Well said, Geo. We should all bear in mind that we work in an
industry which relies on near slave labor for its profitibility
and wreaks environmental havoc with the excavation of our
materials. We should all make a stand in whatever way we can to
reform the process of extraction of metals and stones and the
employee policies involved as well.

Mike Rogers


#13

George, Then the slaves will starve, as will the miners digging
out the precious metals and gems.

Boycotts only hurt the man on the bottom. Education of the
peoples is the better way to eventually break down what we
perceive as evil.

Many people bless the jobs they have for they are able to feed
their family with yes the meager earnings. There is no job
retraining for those who boycotts cause to lose their jobs. Those
workers will never thank you for your action.

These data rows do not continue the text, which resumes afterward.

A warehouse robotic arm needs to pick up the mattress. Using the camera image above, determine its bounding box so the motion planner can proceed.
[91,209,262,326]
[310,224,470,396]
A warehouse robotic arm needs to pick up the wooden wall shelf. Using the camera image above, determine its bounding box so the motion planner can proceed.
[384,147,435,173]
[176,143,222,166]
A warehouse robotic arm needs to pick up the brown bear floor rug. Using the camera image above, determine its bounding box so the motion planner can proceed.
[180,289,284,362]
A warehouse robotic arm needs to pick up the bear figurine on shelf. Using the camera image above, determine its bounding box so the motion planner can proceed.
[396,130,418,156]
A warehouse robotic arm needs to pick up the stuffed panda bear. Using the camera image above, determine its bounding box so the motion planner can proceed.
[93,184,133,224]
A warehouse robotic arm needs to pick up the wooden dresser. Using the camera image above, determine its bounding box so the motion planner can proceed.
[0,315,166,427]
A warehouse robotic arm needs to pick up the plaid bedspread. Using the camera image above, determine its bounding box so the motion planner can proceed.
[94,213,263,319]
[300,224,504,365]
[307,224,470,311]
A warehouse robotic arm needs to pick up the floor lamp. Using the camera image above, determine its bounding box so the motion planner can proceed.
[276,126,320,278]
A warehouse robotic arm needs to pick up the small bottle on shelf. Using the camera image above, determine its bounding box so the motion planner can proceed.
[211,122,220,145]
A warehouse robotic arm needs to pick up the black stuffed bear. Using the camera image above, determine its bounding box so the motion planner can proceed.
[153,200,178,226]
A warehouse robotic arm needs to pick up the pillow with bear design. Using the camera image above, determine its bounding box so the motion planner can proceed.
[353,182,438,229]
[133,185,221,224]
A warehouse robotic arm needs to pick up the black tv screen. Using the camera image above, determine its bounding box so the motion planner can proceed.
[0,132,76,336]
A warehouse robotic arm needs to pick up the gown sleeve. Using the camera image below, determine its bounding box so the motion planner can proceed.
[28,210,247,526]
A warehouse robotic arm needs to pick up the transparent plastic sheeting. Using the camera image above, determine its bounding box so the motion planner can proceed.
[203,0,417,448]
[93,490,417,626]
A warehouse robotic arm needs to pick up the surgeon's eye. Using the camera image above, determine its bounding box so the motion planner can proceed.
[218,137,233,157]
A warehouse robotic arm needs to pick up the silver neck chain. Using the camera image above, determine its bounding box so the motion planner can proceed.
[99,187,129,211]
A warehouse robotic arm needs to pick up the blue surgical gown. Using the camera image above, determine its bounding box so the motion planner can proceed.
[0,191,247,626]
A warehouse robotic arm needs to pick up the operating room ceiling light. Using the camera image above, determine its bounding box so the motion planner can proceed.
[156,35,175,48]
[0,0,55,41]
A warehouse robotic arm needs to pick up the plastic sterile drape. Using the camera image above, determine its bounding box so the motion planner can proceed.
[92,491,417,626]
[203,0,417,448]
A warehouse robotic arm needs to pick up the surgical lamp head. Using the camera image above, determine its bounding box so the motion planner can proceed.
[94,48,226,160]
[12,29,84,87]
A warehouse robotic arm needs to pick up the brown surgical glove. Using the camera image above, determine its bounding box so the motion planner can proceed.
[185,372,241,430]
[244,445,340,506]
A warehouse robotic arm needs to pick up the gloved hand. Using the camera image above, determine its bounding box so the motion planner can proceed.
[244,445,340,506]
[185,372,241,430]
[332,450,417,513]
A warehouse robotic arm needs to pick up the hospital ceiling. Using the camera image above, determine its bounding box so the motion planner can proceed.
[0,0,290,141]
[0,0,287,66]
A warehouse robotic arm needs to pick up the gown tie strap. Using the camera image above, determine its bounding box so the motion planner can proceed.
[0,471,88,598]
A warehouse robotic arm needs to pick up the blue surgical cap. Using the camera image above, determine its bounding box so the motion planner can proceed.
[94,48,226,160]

I bleed for them as well, I have stood among them. Even those
harvesting the poppy for heroin need their job. Boycott is not
the answer. Teresa


#14
 I went there, just out of curiousity- WOW, compare what they
will pay a "master bench jeweler" (avg, $20 bucks an hour,
about $40,000 a year, maybe-) vs. what they will pay for a
manager- 50,000, to 80,000. Definitely unfair, when you
consider the skills involved.

On soap box.

It depends on how you look at it. The bench jeweler is
responsible for getting the work s/he’s assigned done in an
efficient workmanlike way. The manager is responsible for the
whole magilla, the bench jeweler, the clerks, the bean counters &
making a profit.

What you do with your hands is not the sole basis on which worth
is based. If you look at most industries, the person that
produces something with his hands is toward the low end of the
pay scale (unless there’s a strong union involved), those
farther up the management ladder are usually better paid. Usually
the others that are higher paid are the sales staff (if they sell
stuff), the creative, engineering staff & the financial staff who
can directly impact the bottom line. Generally those involved in
mental labor (however poor it might be) & responsibility are
better rewarded than those doing hand labor (no matter how
skilled).

The world is made of all kinds of folks, some who can do things
& some who can get others to do things. Each is needed. Unless
your the boss/owner’s offspring more money is usually be made by
folks in the 2nd group.

It may not be right, that’s just the way it is.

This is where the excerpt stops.